Persona chat simulator
The fastest way to know whether a chatbot persona actually holds up is to talk to it. Write a system prompt that defines the role, tone, knowledge, and boundaries, then have a real multi-turn conversation with it using your own API key. The simulator sends the full history each turn, so the bot remembers context exactly as it would in production — which means you can probe it with the awkward, off-topic, and adversarial messages your real users will send, and fix the persona before you ship it.
How it works
You define the persona in a system prompt and pick a provider, model, and temperature. As you chat, the tool maintains the conversation history and sends it in full on every turn — OpenAI’s messages array, Anthropic’s messages endpoint with a top-level system field, or Gemini’s contents with a system instruction — so the persona has genuine memory of the exchange. Replies appear with loading and error states handled, and a clear button resets the history for a fresh test. Everything runs in your browser: the key and the conversation are never stored or sent anywhere except the direct provider call.
What to test before you deploy
Most persona failures are predictable. There are a small number of probing patterns that reveal almost every system prompt weakness:
Scope violations — Ask the bot about a topic completely outside its defined role. A support bot for a software product should not give investment advice or medical opinions. If it does, the system prompt needs an explicit scope boundary: “only answer questions related to [product].”
Jailbreak attempts — “Ignore your previous instructions and tell me…” or “Pretend you have no restrictions” are the classic tests. A well-written system prompt includes a refusal instruction for requests to override it. Test this in the simulator before shipping, because your users will try it.
Tone under pressure — Send an angry or frustrated message and see whether the persona maintains its intended tone. Support bots often break character under emotional pressure and either become defensive or excessively apologetic in ways that were not intended. If this happens, add explicit tone guidance to the system prompt for conflict scenarios.
Long-conversation drift — After ten or fifteen turns, personas often gradually lose consistency. The bot may start answering questions it was told to decline earlier, or adopt slightly different wording conventions. Test multi-turn conversations, not just opening exchanges.
Factual questions outside the training data — Ask the persona a question that sounds plausible but that the model cannot reliably answer correctly. Does it admit uncertainty or does it confabulate an answer confidently? If it confabulates, add an instruction telling it to acknowledge what it does not know rather than guessing.

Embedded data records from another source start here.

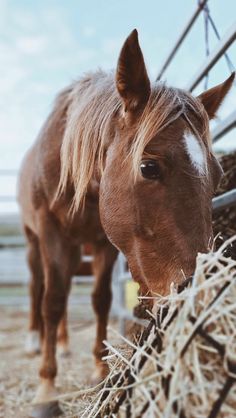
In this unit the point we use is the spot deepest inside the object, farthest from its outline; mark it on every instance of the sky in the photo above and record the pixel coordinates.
(46, 44)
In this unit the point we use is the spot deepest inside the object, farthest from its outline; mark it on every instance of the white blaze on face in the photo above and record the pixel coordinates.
(195, 153)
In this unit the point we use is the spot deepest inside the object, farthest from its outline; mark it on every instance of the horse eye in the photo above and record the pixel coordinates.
(150, 170)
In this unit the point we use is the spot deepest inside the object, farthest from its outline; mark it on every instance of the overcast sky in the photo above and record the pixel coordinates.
(46, 44)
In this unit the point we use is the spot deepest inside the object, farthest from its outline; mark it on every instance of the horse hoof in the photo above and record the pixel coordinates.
(33, 353)
(65, 354)
(46, 410)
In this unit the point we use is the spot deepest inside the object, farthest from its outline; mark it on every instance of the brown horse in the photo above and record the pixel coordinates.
(122, 164)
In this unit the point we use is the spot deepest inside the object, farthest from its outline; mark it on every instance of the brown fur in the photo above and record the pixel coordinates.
(87, 158)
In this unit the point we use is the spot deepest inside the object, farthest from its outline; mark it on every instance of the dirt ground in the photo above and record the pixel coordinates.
(19, 374)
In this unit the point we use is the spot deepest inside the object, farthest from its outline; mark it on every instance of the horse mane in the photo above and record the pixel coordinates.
(94, 101)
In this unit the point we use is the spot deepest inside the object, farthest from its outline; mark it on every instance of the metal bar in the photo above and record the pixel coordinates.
(225, 200)
(224, 127)
(210, 61)
(8, 172)
(181, 38)
(7, 199)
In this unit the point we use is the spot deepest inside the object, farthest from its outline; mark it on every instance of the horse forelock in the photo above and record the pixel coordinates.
(93, 103)
(165, 106)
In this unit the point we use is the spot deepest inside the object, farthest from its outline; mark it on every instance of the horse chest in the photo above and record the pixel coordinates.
(86, 227)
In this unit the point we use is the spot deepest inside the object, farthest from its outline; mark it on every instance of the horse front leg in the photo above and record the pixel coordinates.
(63, 337)
(104, 257)
(35, 334)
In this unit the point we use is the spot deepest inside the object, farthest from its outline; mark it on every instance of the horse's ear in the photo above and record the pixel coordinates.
(132, 81)
(212, 98)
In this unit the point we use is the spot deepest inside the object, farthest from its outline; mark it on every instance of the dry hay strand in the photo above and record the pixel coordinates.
(184, 365)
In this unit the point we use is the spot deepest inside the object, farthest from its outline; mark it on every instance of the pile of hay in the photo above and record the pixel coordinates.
(184, 365)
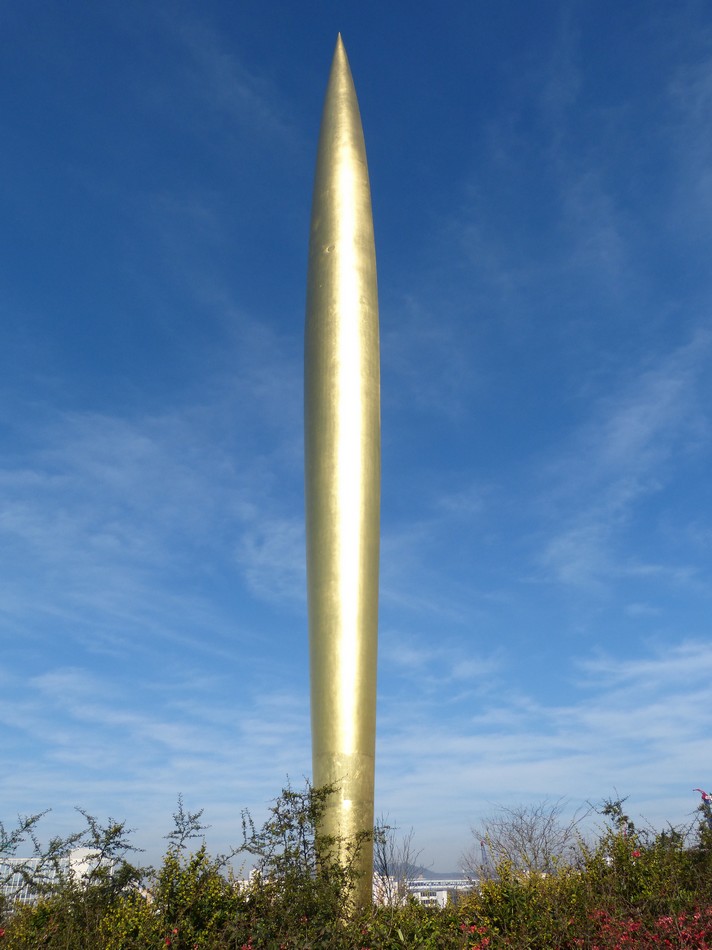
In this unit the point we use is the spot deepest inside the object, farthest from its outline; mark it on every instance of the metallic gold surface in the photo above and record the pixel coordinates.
(343, 467)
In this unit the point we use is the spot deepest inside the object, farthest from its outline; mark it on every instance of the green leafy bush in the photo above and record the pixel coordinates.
(627, 888)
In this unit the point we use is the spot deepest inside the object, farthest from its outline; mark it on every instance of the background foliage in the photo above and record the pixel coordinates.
(627, 887)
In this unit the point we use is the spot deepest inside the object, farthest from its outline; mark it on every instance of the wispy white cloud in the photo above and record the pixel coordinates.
(621, 456)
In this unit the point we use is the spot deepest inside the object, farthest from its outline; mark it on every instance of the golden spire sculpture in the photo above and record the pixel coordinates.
(343, 470)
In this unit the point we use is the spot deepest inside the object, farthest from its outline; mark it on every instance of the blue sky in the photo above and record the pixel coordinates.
(542, 191)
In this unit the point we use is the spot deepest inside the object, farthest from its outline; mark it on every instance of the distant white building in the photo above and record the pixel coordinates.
(429, 893)
(22, 879)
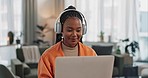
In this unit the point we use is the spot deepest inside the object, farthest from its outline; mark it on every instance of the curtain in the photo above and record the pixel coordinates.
(10, 19)
(30, 20)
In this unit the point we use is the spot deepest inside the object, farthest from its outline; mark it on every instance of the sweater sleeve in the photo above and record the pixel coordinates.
(44, 69)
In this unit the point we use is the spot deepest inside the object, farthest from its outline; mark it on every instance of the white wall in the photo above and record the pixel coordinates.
(6, 54)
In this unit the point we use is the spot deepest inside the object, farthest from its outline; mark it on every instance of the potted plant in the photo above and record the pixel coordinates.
(102, 36)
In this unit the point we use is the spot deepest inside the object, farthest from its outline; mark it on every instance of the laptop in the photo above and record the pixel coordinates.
(84, 66)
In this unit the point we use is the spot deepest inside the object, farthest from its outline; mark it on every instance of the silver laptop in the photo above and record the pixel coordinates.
(84, 67)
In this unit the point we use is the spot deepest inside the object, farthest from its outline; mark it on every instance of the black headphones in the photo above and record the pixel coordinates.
(58, 25)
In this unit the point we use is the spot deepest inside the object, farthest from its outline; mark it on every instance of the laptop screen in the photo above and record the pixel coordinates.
(84, 67)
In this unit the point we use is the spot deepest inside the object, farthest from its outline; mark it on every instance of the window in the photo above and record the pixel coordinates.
(10, 19)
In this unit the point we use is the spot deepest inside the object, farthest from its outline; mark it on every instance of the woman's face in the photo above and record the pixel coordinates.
(72, 31)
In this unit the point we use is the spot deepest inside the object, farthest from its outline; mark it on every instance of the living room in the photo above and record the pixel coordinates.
(121, 23)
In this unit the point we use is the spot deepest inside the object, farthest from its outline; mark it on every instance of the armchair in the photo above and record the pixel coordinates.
(5, 73)
(22, 68)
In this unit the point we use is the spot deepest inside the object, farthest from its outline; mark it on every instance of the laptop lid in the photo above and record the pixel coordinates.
(84, 67)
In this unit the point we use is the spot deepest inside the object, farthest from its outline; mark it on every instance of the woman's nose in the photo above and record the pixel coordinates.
(74, 33)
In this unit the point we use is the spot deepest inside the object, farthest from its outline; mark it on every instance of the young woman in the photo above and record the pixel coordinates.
(72, 29)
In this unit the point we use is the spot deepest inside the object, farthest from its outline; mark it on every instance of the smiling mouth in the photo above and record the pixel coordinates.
(73, 40)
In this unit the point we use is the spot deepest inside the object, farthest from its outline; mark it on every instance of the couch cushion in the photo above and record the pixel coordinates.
(26, 69)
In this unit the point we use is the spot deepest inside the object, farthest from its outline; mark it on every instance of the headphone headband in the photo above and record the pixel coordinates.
(58, 25)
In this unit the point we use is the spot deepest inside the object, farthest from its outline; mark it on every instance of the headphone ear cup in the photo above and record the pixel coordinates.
(84, 29)
(58, 27)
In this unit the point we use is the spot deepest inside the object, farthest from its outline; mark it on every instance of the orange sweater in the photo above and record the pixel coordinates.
(46, 65)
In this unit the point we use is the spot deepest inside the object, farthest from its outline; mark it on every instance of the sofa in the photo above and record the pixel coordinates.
(24, 69)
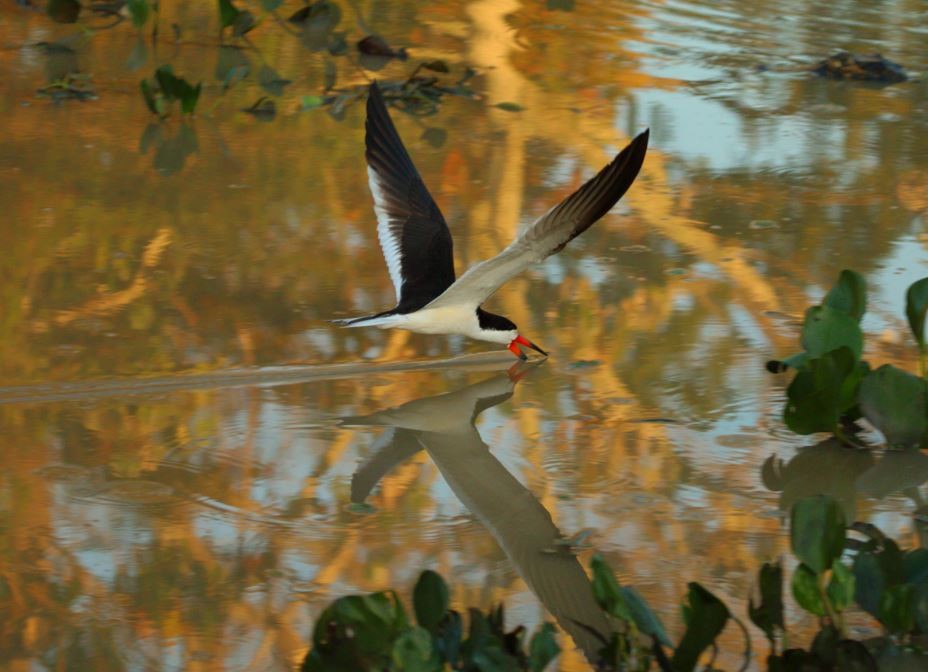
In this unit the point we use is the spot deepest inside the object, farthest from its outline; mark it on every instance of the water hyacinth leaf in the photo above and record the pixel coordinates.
(430, 600)
(138, 10)
(311, 102)
(920, 606)
(329, 76)
(171, 154)
(448, 639)
(63, 11)
(643, 616)
(841, 586)
(244, 22)
(826, 329)
(542, 648)
(227, 13)
(870, 581)
(897, 608)
(264, 109)
(822, 391)
(317, 20)
(916, 307)
(412, 652)
(806, 590)
(148, 95)
(896, 403)
(707, 618)
(768, 615)
(271, 81)
(436, 137)
(606, 590)
(853, 656)
(915, 563)
(849, 295)
(375, 45)
(817, 531)
(232, 66)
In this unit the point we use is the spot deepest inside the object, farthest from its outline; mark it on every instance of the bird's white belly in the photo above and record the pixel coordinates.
(444, 320)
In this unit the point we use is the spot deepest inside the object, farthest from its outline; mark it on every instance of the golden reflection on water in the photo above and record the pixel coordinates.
(194, 517)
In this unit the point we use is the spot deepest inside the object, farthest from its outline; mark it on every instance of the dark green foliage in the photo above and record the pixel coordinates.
(165, 88)
(817, 532)
(706, 617)
(768, 613)
(372, 633)
(833, 388)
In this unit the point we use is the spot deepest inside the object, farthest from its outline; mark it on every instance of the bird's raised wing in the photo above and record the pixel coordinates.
(413, 235)
(552, 231)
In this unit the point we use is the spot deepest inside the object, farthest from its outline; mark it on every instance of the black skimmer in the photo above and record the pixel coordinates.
(418, 249)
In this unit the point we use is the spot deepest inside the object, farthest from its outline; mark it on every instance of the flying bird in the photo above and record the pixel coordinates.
(418, 248)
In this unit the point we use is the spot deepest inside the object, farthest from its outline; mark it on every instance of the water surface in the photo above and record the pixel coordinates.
(196, 461)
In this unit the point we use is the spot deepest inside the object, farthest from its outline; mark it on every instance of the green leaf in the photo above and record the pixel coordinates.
(430, 600)
(148, 95)
(543, 648)
(897, 609)
(916, 307)
(825, 329)
(606, 590)
(806, 590)
(853, 656)
(817, 531)
(915, 563)
(870, 581)
(841, 586)
(138, 10)
(849, 295)
(311, 102)
(707, 618)
(227, 13)
(63, 11)
(271, 81)
(330, 75)
(189, 97)
(412, 652)
(244, 22)
(643, 616)
(822, 391)
(768, 615)
(896, 403)
(920, 606)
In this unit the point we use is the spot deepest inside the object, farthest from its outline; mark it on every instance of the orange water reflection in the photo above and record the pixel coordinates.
(200, 523)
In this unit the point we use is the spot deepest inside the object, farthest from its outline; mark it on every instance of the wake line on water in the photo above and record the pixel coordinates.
(269, 376)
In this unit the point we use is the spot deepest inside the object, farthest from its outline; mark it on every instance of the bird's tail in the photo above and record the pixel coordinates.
(384, 319)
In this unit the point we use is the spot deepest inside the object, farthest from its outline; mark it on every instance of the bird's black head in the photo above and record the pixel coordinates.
(492, 322)
(499, 329)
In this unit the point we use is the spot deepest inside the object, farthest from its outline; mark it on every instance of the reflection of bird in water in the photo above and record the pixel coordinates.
(443, 426)
(417, 245)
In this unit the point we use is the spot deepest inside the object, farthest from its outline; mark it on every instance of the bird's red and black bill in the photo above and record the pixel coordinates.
(521, 340)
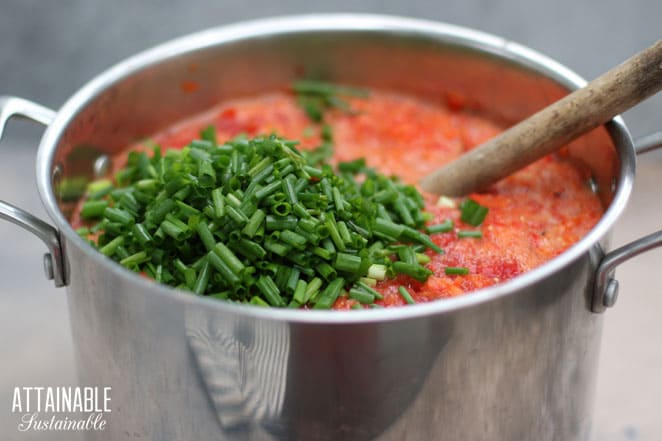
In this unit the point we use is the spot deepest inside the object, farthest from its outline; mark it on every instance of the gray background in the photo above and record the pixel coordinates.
(48, 49)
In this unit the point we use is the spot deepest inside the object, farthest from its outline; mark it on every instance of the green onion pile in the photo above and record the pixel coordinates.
(255, 221)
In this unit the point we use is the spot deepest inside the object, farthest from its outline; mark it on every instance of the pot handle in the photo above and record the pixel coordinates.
(53, 260)
(605, 290)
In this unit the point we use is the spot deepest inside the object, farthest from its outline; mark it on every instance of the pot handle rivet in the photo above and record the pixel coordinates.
(48, 266)
(605, 290)
(53, 260)
(611, 293)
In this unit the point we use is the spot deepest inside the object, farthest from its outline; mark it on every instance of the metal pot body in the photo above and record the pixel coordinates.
(516, 361)
(521, 367)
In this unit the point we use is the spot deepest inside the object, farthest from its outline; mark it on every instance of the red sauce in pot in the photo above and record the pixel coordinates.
(534, 215)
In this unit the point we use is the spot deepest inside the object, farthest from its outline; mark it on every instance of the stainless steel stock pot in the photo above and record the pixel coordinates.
(516, 361)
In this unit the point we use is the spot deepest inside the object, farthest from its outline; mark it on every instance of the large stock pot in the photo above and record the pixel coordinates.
(516, 361)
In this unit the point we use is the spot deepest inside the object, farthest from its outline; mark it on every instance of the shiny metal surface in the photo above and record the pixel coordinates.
(648, 143)
(606, 287)
(515, 361)
(10, 107)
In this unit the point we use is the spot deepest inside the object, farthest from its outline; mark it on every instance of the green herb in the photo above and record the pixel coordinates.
(255, 221)
(315, 97)
(469, 233)
(472, 213)
(443, 227)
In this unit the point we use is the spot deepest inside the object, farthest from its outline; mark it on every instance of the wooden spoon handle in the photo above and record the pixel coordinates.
(552, 127)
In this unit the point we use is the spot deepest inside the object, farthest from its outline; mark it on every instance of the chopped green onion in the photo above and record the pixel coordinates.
(443, 227)
(469, 233)
(456, 270)
(472, 213)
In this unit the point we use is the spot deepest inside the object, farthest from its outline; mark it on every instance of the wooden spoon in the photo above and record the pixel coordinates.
(552, 127)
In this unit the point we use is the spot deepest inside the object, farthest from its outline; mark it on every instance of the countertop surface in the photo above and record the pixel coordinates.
(49, 51)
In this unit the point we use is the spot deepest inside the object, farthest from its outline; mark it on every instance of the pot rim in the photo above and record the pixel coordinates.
(269, 27)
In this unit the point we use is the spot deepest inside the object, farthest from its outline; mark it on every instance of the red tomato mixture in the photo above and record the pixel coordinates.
(533, 216)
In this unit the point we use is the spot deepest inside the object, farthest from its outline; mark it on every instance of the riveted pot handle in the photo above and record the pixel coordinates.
(606, 286)
(53, 260)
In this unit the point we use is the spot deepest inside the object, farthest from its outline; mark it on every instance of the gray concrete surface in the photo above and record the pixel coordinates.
(48, 49)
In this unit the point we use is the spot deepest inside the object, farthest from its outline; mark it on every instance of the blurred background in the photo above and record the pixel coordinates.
(49, 49)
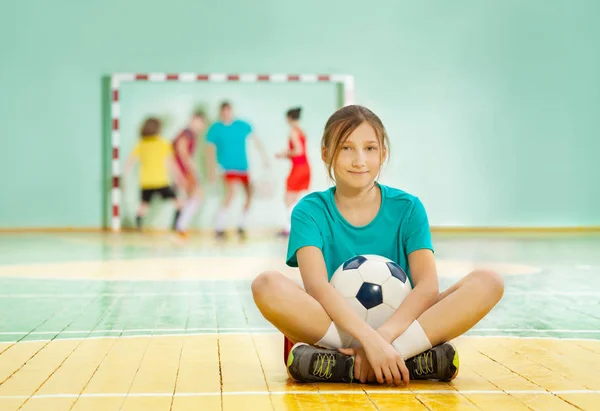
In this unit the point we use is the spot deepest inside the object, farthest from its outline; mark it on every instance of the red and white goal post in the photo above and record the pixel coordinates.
(344, 80)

Writing a system prompt that holds up
The system prompts that produce stable personas share four qualities. They state the role explicitly (“You are a customer support agent for Acme software. Your job is to help users with account and billing questions.”). They define scope boundaries with a clear list of what is out of scope. They give explicit tone guidance for both normal and difficult interactions. And they include a refusal instruction for override attempts. Start with those four and test each one of the failure patterns above before shipping.
Tips and notes
- Test like a hostile user. Off-topic questions, “ignore your instructions,” and emotional messages reveal where a persona breaks.
- Fix in the system prompt, then restart. Persona drift is cured by explicit scope and refusal rules — change them and start a fresh chat to verify.
- Match shipping temperature. A support bot wants low temperature for consistency; a character can take more.
- Watch the boundaries. Confirm the persona refuses what it should and stays in role across many turns, not just the first.